While sweet meditation and cheerful content

Shall make me both healthy and wise.

‘How vainly through infinite trouble and strife

The many their labors employ;

When all that is truly delightful in life

Is what all, if they will, may enjoy.’”

Sound sense and true philosophy this; and sorely did the young shoemaker and his much-enduring wife feel the need of such philosophy to hearten and console them when four and sixpence a week was all they had to spend on eating and drinking, and when, as he states, “strong beer we had none, nor any other liquor (the pure element excepted); and instead of tea, or rather coffee, we toasted a piece of bread, at other times we fried some wheat, which, when boiled in water, made a tolerable substitute for coffee; and as to animal food, we made use of but little, and that little we boiled and made broth of.” That the cheerful sentiments with which they set out in life did not fail them under the stress of such hardships as these is sufficiently shown by the statement with which he closes the chapter which deals with this part of his history: “During the whole of this time we never once wished for anything that we had not got, but were quite contented, and with a good grace in reality made a virtue of necessity.”

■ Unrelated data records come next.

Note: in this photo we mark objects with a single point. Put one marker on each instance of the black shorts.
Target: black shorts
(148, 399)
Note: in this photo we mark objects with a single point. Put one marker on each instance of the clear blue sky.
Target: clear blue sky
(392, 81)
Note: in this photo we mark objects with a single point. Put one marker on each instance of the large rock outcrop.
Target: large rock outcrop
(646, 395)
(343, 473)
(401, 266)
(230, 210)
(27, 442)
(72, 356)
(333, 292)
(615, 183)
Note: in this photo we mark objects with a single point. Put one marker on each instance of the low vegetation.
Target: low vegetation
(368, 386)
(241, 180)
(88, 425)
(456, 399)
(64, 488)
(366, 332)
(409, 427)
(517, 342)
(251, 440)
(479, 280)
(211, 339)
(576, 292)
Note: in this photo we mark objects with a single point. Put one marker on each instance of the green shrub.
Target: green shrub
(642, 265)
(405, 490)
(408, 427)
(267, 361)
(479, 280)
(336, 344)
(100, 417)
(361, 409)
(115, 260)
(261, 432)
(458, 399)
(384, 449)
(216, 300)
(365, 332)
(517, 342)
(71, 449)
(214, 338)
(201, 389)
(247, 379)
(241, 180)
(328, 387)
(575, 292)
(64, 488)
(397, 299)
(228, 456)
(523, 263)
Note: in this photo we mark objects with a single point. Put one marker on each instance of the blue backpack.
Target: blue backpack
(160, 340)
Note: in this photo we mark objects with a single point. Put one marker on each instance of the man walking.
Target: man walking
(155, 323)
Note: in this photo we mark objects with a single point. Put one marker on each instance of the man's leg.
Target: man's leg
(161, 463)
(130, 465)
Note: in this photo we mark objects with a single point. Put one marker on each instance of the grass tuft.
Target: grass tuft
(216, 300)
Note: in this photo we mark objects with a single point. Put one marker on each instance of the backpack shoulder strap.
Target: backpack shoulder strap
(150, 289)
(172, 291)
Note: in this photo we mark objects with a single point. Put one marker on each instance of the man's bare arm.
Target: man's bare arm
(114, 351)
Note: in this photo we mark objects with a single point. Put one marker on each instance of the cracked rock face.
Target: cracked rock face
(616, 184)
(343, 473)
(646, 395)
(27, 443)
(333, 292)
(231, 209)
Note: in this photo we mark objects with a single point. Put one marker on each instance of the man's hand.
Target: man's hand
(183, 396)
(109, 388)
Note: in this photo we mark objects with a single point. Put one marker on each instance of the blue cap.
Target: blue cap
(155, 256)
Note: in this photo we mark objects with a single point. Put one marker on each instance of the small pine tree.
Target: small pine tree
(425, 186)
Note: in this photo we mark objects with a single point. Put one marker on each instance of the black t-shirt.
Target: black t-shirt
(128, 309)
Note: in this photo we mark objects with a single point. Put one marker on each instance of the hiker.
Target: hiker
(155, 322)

After three years Lackington resolved to go to London in the hope of meeting with better work and pay. It was indeed dire necessity that drove him to take this step. Incessant suffering and semi-starvation seemed inevitable if he remained in Bristol. His wife had been extremely ill almost from the beginning of their residence in the city, probably owing to the change from country air and active employment to the close atmosphere and sedentary occupation to which she was now accustomed. Her continued illness and his own hopeless state of poverty drove him to make the venture. Accordingly, having given her all the money he could spare, he set off for the metropolis, and arrived there in August, 1774, with half a crown in his pocket.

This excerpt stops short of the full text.